Keputusan ini muncul di tengah meningkatnya ketegangan geopolitik yang berpusat di kawasan Timur Tengah. Eskalasi konflik, khususnya yang melibatkan AS, Israel, dan Iran, menjadi pemicu utama volatilitas harga komoditas energi.

Menurut rencana yang telah disusun, total volume minyak mentah yang akan ditarik dari cadangan strategis AS mencapai angka 172 juta barel. Pelepasan volume besar ini dijadwalkan akan mulai dilaksanakan pada pekan depan.

Langkah unilateral AS ini ternyata merupakan bagian dari koordinasi internasional yang lebih luas. Tindakan tersebut sejalan dengan aksi bersama yang telah disepakati oleh negara-negara mitra.
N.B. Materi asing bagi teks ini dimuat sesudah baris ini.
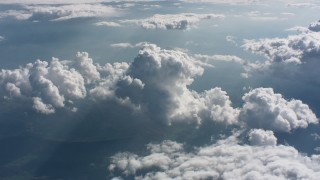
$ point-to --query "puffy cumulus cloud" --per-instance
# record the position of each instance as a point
(155, 84)
(85, 66)
(224, 2)
(181, 21)
(292, 54)
(224, 160)
(129, 45)
(265, 109)
(60, 12)
(108, 24)
(158, 79)
(259, 137)
(49, 85)
(314, 26)
(227, 58)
Menteri Energi AS, Chris Wright, mengonfirmasi bahwa inisiatif ini merupakan bagian dari upaya kolektif. "Pelepasan cadangan tersebut merupakan bagian dari aksi bersama sejumlah negara anggota International Energy Agency (IEA)," ujar Chris Wright.

Secara keseluruhan, upaya stabilisasi ini melibatkan banyak negara yang tergabung dalam IEA. Jumlah total minyak yang direncanakan untuk dilepas secara terkoordinasi mencapai 400 juta barel oleh seluruh anggota.

Sebanyak 32 negara anggota International Energy Agency (IEA) telah menyatakan kesediaan untuk berpartisipasi dalam intervensi pasar ini. Tindakan ini menekankan pentingnya menjaga stabilitas pasokan energi global.

Sumber berita dari Tokyo ini mengindikasikan bahwa Washington melihat situasi Timur Tengah memerlukan respons cepat untuk mencegah guncangan ekonomi lebih lanjut akibat harga minyak yang melambung tinggi.

Pengumuman ini, yang pertama kali dikabarkan dari Tokyo, menegaskan komitmen negara-negara maju untuk menjaga kelancaran rantai pasok energi dunia di tengah ketidakpastian politik regional.